WITH NEWS this month that the Supreme Court was accepting Newdow v. Elk Grove Unified School District on appeal from the 9th Circuit Court of Appeals, a case dealing with the constitutionality of the words "under God" in the pledge of allegiance, the dialogue has erupted again between libertarians and the religious right over how the First Amendment should be read. Usually the 9th Circuit has about as much judicial temperament as Al Gore does humor, but in the case of Newdow, they got one right by striking down the "under God" section, and the Court should agree.
Some of the loudest noise on this issue is coming from legislators and interest groups who seem to lack a grasp of history. After the 9th Circuit made its ruling in June, Senator Kit Bond, R-Mo., said, "Our Founding Fathers must be spinning in their graves." Bond and his like must never have learned that it was not until 1942 that the Pledge was officially codified (minus "under God") into the United States Flag Code. Or that the controversial "under God" phrase wasn't added until 1954 by President Eisenhower as a tool of fighting the Cold War and godless communism. Even looking back to the period before its codification, the original pledge wasn't crafted until 1892. Unless some lesser-known Founding Father lived to be 150 years old, not a single Founding Father would have had a vested interest in this issue. The Cold War has ended, so why the need to needlessly assert ourselves as a nation "under God"?
Even if the Founding Fathers were present for the enactment of the pledge and its various forms, many of them, notably the Virginians, would have backed the 9th Circuit's move. While the Founders had differing religious and political views, they agreed in the Jeffersonian and Madisonian notions as expressed in the Virginia Statute for Religious Freedom that the state has no right to interfere with the religious beliefs of its citizens, no matter how scant its followers may be. To the contrary of Bond, the Fathers would be somersaulting in their graves if they knew of the inclusion of "under God" in the Pledge.
More infuriated by the 9th Circuit are knee-jerk religious groups and individuals who jump up in anger any time anyone has the audacity to assert that not all people believe (or should believe) in the same God or any God at all. The Rev. Jerry Falwell, never one to be without an opinion on all things religious, supports the spiritual language because he thinks it provides comfort in these uncertain times of international terrorism and decries the "radicals" that want it stricken. I would like to see if Falwell would react in a similar way if he lived in a country that existed "under Buddha" and his children listened to their peers pledge this.

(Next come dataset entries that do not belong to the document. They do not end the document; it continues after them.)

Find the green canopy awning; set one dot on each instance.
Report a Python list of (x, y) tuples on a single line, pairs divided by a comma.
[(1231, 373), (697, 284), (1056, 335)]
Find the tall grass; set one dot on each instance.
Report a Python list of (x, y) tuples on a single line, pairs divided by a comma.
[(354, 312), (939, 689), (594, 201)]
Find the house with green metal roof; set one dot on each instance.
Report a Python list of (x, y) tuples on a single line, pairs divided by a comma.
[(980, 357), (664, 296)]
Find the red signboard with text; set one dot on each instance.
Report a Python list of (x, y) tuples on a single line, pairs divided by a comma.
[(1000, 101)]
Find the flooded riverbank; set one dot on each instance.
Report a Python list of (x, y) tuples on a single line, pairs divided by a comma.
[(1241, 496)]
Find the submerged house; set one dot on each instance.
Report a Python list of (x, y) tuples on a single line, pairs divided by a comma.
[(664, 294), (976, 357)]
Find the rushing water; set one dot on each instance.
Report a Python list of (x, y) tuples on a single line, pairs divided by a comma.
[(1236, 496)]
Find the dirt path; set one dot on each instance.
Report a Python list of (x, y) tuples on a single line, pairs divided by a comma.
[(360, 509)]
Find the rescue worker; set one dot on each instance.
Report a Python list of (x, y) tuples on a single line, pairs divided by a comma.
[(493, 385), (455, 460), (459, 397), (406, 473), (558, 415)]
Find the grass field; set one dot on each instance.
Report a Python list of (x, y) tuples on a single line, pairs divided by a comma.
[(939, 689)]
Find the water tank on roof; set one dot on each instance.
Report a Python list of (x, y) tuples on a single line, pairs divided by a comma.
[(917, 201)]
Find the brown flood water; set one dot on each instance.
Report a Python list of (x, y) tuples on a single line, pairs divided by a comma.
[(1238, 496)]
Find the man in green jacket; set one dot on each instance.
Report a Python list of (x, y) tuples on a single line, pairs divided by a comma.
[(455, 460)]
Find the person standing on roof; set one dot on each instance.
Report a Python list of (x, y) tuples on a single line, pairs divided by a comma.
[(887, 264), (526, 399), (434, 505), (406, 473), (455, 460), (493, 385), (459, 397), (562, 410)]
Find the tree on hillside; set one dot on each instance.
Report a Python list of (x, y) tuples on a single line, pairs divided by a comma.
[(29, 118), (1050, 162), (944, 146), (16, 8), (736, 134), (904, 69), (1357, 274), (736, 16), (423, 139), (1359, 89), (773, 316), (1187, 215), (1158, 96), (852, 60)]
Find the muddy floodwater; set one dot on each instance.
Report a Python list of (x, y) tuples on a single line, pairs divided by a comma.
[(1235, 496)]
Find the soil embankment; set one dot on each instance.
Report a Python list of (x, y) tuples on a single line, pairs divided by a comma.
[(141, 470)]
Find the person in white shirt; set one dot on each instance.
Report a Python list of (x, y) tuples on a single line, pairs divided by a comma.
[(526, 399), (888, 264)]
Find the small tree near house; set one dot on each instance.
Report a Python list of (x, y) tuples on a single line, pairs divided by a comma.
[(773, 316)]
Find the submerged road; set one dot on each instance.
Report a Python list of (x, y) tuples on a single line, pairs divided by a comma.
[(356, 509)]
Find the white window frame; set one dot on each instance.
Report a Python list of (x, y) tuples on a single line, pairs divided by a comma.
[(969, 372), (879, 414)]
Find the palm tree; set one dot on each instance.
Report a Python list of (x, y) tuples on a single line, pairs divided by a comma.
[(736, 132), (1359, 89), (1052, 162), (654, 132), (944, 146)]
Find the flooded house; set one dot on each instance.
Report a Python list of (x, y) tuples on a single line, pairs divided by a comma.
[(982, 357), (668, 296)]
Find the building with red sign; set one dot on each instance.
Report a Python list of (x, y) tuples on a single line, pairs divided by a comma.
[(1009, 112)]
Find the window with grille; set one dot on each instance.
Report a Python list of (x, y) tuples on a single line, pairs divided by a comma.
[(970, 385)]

Many might make the claim that removing "under God" from the pledge would start a torrent of suits to remove any reference to God by government, most obviously from currency. But the two instances vary drastically in the intent of their language and their levels of injury. When a cash transaction occurs (which is becoming increasingly less the case as debit and credit cards proliferate), the buyer and seller do not care what the bills or coins say, so long as they carry worth. There is little or no purpose in having "In God We Trust" on our money, because money is by nature not a document of allegiance or views but a means of exchange.
Such is not the case with the pledge. It is by its nature a statement meant to be read and recited in group as a statement of beliefs. When spiritual language becomes included in such a statement, it crosses the line of being an acknowledgement of our religious traditions in our founding and becomes the establishment of Judeo-Christian monotheism.
In this world where many, especially in the Middle East, sincerely believe the United States to be a crusading nation fighting Islam, pledging a nation "under God" will not win over the hearts and minds of young people abroad, no matter how much we wax poetic about democratic governments.
Perhaps the great irony of the whole case is that while the pledge of allegiance is a profession of liberty and justice, the inclusion of "under God" violates those same ideals. As an expression of patriotism, the pledge would be strengthened if such strong, normative statements of religion were kept out of it.